10万円
九月十九日、金曜日。
朝のホームルーム前まだ教室にはまばらにしか人がいない時間帯。窓から差し込む秋の陽射しは柔らかく、カーテンを揺らす風にも夏の湿気はもうない。美鈴が自分の席に着くと前の席から翔太が振り返りもせずに机の上に封筒を置いた。
「これ、お前の取り分」
「へ?」
茶封筒。何の変哲もない、事務用品のそれ。美鈴は首をかしげながら手に取った。ずっしりと重い。
「なにこれ?」
「昨日の【森の守護竜】の報酬だ。管理局で換金してきた」
「換金……?」
美鈴は恐る恐る封筒を開けた。中をのぞき込んで、そして固まった。
「……え?」
「どうした」
「じゅ、じゅうまんえん……?」
封筒の中には一万円札が十枚。ぴっちりと重ねられて、帯も巻かれていない生の現金。美鈴は自分の目を疑った。何度まばたきしても一万円札は一万円札のままそこにある。
「しょうたしょうたしょうた」
「なんだよ」
「これ、十万円だよ!? 間違ってない!? 管理局の人が数え間違えたとか!」
美鈴は声をひそめつつも取り乱しっぱなしだ。尻尾がびんっと立って、先端が小刻みに震えている。翔太はそんな美鈴をちらりと振り返るとあくまで淡々と言った。
「間違ってねえよ。
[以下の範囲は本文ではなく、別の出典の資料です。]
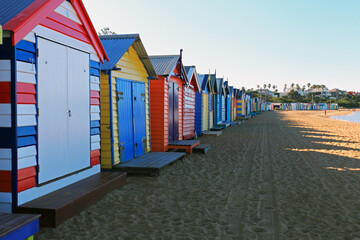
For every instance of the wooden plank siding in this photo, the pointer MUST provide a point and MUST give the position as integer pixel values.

小型とはいえドラゴンとやりあったんだぞ。むしろ安いくらいだ」
「やす……!?」
美鈴は封筒を両手で抱え込むように握りしめた。十万円。高校生が普段手にする金額じゃない。お年玉だってここまではもらったことがない。お母さんがパートで一ヶ月働いても、これより少し多いくらいだ。
「異世界ゲート攻略って、こんなに儲かるんだ……」
美鈴が茫然と呟くと、翔太は短くため息をついた。
「儲かるけどな。その分、命がかかってる。昨日だってちょっと間違えればどっちかが死んでたぞ」
その言葉に、美鈴の背筋がひやりとした。そうだ。あの時は必死で気づかなかったけどよく考えたらとんでもなく危ないことをしていたんだ。ドラゴンの爪が翔太をかすめた瞬間だってあった。自分だってあと少し反応が遅れていたら、吹き飛ばされていたかもしれない。
「だから、あんまりやらない方がいいんだが……」
翔太は窓の外に目をやりながら言った。その横顔は、いつものだるそうなクラスメイトの顔じゃない。異世界で見せたあの大人びた探索者の顔だった。
「……ミギーに勝ちたいんだろ?」
翔太の声が、静かに教室に落ちた。
美鈴は封筒を握りしめたまま唇をぎゅっと結んだ。ミギー。あの白い髪と青い瞳の純血ドラゴン娘。自分を雑種と呼び、翔太を奪おうとしている相手。彼女に勝たなければ何も始まらない。
「……うん」
美鈴は小さくうなずいた。
「勝ちたい。絶対に勝ちたい」
「なら、金の話なんて気にしてる場合じゃねえだろ。次行くぞ今日の放課後も」
翔太はそう言って前を向いた。もう話は終わりだとばかりに、机の上に教科書を広げる。
美鈴は封筒を大切そうに鞄にしまいながら、心の中で何度も繰り返した。
(勝つんだ。私絶対に強くなって、ミギーに勝つんだ)
窓の外では、銀杏の木がほんのりと黄色く色づき始めていた。秋は深まりつつある。冬が来る前に決着をつけなければならない。
チャイムが鳴り教室にざわざわと生徒たちが集まってくる。その中に、ひときわ目立つ白い髪が見えた。ミギーだ。彼女は翔太の姿を見つけると、ぱっと表情を輝かせて近づいてくる。
「翔太、おはよう!」
「……おう」
「今日も一緒にお昼食べようね。唐揚げ多めに作ってきたの」
「勝手にしろ」
翔太の素っ気ない返事にもめげず、ミギーはにこにこと笑っている。そして翔太の後ろに座る美鈴の存在には、まるで気づいていないかのように視線も向けない。
(……負けない)
美鈴は静かに拳を握った。鞄の中で、十万円の入った封筒がかさりと小さく音を立てた。それは命がけの戦いの証であり同時に明日への特訓のための資金でもある。
九月の金曜日。週末を目前にした放課後美鈴と翔太は再び異世界ゲートへと向かうことになる。次はどんな魔物が待っているのか。それでも、美鈴の足はもう震えていなかった。